# What is the largest species of trap door spider?



## Bryan91901 (Jul 26, 2006)

I was just interested in this so I can look it up but can't seem to find any info on it? Can anyone give me the scientific name ..or common, of the biggest known trap doors there are???:?


----------



## Deolok (Jul 27, 2006)

Other then a type of tarantula, I dont know...


----------



## Randolph XX() (Jul 27, 2006)

lipthesis sp?


----------



## spinnekop (Jul 27, 2006)

I think the Malaysian trapdoor Liphistius sp. is one of the biggest. But this specie is very rare.
http://www.petbugs.com/caresheets/Liphistius-sp.html

You are actually refering to trapdoor spiders, not funnelweb spiders? There's a big difference between these two.


----------



## Gigas (Jul 27, 2006)

generally there is only 3 trapdoors spiders you can get, they are normally given the blanket name of gorgyrelles sp the max out at around 5cm, of the black,red,black with orange stripes the latter is said to be the largest


----------



## Sedat (Jul 28, 2006)

A trap-door spider is not a tarantula.
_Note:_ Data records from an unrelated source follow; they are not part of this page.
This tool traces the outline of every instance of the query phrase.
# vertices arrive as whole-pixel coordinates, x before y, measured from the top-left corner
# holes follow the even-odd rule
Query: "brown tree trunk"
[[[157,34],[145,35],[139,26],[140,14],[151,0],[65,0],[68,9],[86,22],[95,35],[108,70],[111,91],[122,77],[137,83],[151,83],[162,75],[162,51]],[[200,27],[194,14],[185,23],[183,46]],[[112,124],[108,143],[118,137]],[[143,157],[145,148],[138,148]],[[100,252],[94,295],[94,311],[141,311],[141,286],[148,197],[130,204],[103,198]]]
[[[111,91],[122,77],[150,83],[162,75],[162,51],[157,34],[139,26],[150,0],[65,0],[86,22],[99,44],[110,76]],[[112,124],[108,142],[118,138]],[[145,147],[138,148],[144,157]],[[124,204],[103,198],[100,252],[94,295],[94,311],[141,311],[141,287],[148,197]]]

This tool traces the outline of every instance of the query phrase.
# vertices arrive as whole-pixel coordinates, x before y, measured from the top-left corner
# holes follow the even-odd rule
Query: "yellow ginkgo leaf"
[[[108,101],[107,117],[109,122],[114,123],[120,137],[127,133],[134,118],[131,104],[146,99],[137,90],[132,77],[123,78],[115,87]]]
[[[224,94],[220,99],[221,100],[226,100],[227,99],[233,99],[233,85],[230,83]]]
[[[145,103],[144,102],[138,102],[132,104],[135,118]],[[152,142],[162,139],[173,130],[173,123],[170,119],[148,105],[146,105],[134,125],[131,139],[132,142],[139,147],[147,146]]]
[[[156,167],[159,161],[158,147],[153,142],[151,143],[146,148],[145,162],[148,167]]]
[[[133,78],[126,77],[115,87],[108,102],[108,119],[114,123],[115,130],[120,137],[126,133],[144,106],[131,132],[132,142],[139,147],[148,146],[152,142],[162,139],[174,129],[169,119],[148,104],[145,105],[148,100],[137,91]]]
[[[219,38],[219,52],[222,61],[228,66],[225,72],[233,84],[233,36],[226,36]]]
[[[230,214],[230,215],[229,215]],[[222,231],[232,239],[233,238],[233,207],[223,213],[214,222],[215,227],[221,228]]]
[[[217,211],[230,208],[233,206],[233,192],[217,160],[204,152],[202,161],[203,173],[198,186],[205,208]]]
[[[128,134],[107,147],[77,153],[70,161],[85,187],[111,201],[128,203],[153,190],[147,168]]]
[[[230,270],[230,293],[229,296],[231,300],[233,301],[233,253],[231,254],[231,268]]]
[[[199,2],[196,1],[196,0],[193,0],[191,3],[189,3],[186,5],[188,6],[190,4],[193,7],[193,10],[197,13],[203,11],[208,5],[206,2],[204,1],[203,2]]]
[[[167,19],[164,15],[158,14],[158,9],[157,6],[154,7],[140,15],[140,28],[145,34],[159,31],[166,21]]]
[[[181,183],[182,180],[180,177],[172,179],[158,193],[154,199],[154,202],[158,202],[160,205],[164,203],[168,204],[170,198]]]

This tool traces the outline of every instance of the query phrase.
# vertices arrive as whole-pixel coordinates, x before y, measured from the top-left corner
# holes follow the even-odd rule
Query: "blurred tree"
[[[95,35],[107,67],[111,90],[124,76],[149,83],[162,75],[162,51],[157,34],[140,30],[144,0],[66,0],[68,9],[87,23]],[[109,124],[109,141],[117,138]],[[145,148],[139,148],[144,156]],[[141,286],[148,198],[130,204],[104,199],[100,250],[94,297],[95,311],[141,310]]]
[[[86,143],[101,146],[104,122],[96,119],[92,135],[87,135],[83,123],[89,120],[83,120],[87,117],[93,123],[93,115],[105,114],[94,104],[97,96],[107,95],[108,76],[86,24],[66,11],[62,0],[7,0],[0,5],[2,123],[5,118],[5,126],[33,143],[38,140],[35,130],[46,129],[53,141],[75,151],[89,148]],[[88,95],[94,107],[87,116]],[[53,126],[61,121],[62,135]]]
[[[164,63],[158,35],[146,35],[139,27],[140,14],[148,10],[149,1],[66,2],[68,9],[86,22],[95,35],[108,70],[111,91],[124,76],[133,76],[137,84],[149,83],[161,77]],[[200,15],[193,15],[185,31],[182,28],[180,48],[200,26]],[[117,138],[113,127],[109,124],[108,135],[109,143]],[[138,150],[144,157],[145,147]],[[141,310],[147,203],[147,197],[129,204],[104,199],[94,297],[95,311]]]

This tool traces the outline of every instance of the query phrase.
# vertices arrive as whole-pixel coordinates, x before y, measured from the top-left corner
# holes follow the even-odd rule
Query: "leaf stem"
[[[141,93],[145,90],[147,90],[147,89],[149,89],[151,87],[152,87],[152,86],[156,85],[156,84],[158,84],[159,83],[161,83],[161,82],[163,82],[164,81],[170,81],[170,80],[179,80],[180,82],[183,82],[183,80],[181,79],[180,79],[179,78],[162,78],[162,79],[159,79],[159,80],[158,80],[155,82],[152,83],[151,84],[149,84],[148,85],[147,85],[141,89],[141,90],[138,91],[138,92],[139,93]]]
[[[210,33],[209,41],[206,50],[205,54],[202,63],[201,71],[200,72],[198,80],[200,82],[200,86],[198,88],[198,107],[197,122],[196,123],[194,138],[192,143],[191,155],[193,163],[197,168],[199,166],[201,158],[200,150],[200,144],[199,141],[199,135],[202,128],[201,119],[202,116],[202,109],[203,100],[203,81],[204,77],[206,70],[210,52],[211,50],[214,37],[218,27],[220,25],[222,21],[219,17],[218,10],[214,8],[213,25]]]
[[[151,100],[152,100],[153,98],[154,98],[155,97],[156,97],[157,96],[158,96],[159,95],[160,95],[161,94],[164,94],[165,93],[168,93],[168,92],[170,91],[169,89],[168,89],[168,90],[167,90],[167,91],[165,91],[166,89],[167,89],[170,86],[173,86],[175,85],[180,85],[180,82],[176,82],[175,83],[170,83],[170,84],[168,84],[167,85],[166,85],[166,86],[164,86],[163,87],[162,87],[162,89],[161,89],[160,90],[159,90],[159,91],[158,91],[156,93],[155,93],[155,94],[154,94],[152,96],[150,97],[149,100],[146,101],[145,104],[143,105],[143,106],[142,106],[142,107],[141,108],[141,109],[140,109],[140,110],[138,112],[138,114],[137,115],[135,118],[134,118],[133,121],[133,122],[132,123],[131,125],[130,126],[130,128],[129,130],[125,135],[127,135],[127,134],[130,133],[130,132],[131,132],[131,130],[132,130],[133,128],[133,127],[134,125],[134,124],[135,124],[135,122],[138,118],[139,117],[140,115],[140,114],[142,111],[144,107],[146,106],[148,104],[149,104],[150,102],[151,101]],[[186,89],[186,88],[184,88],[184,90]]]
The funnel-web is related to the tarantula and is relatively known as the funnel-web tarantula. The trap-door is also known as the mouse spider in Australia.


----------



## Tescos (Jul 30, 2006)

This is the largest I keep. 
_Liphistius sp._

Reactions: Like 1


----------



## Tescos (Aug 24, 2006)

srap my last post as I have now seen a larger one.


----------



## Steven Gielis (Aug 24, 2006)

@ Tescos: Are these spider common available?


----------



## Tescos (Aug 25, 2006)

not seen them often for sale.


----------